One of the very interesting features of this case is that Lunnon was not able to give oral evidence in court, not only because of his disability, but because the court determined, based in part on medical evidence, that giving evidence under oath and being subjected to cross examination would place undue emotional strain on him.  Justice Gruchy stated in his decision: “I was convinced that such testimony would be traumatic for him and would serve little purpose”.  Instead, the court admitted a prior statement made by Lunnon as part of Revolving’s investigation at the time of the incident.  It is only under rare circumstances that the court will not require a witness/complainant to testify orally in open court.  Where witnesses are very young or, as in this case, vulnerable to damaging trauma, the court may permit a witness’s evidence to be admitted through a written statement or even in other ways that might, under normal circumstances, constitute hearsay.
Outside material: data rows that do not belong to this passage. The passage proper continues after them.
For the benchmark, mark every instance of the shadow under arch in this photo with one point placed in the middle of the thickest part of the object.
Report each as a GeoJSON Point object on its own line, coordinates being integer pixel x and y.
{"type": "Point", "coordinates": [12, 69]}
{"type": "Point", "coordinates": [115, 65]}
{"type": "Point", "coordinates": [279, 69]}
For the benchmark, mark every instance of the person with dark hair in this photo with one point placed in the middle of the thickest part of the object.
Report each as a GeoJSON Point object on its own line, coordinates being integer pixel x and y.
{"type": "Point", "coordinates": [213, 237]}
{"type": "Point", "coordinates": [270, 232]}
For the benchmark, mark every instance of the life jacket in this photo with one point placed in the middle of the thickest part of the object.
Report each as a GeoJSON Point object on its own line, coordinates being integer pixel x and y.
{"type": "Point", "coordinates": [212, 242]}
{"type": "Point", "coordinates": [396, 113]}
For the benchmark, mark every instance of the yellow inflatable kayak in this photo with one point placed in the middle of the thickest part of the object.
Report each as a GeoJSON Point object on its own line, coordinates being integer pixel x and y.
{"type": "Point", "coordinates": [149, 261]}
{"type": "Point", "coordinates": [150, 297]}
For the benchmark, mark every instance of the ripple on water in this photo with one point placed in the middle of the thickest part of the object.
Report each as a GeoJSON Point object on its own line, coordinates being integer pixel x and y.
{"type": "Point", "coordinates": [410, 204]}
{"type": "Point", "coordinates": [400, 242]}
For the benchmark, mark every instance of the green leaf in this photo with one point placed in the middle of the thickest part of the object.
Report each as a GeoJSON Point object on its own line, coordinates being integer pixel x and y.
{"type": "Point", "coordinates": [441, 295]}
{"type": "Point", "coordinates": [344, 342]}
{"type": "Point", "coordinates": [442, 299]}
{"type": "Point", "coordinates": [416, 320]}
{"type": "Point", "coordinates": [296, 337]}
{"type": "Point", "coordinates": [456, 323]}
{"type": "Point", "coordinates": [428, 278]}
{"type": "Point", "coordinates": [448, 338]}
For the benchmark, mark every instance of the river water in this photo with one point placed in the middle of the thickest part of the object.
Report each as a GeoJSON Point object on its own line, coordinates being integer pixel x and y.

Gribbon’s version of events on the day in question were diametrically opposite to Lunnon’s statement which indicates he had been struck by Gribbon either in the neck or the buttocks.  Fortunately, Justice Gruchy was not left only with the competing evidence of Gribbon and Lunnon, though he states he preferred Lunnon’s evidence over that of Gribbon.  Another employee of Revolving happened to be in the shop that day and stated under oath he saw Gribbon “kick Lunnon in the butt”.

The court found that the physical altercation between Gribbon and Lunnon constituted an assault on the part of Gribbon and just cause for his summary dismissal.  The court further found on the evidence that there had been a history of inappropriate language and aggression used by Gribbon towards Revolving’s clients and that such behaviour was not to be tolerated, particularly in the context of a clientele who were highly vulnerable.

Behaviour that may be tolerated in certain workplaces, may not be tolerated in others and, as in Revolving, that behaviour may serve as just cause for summary dismissal.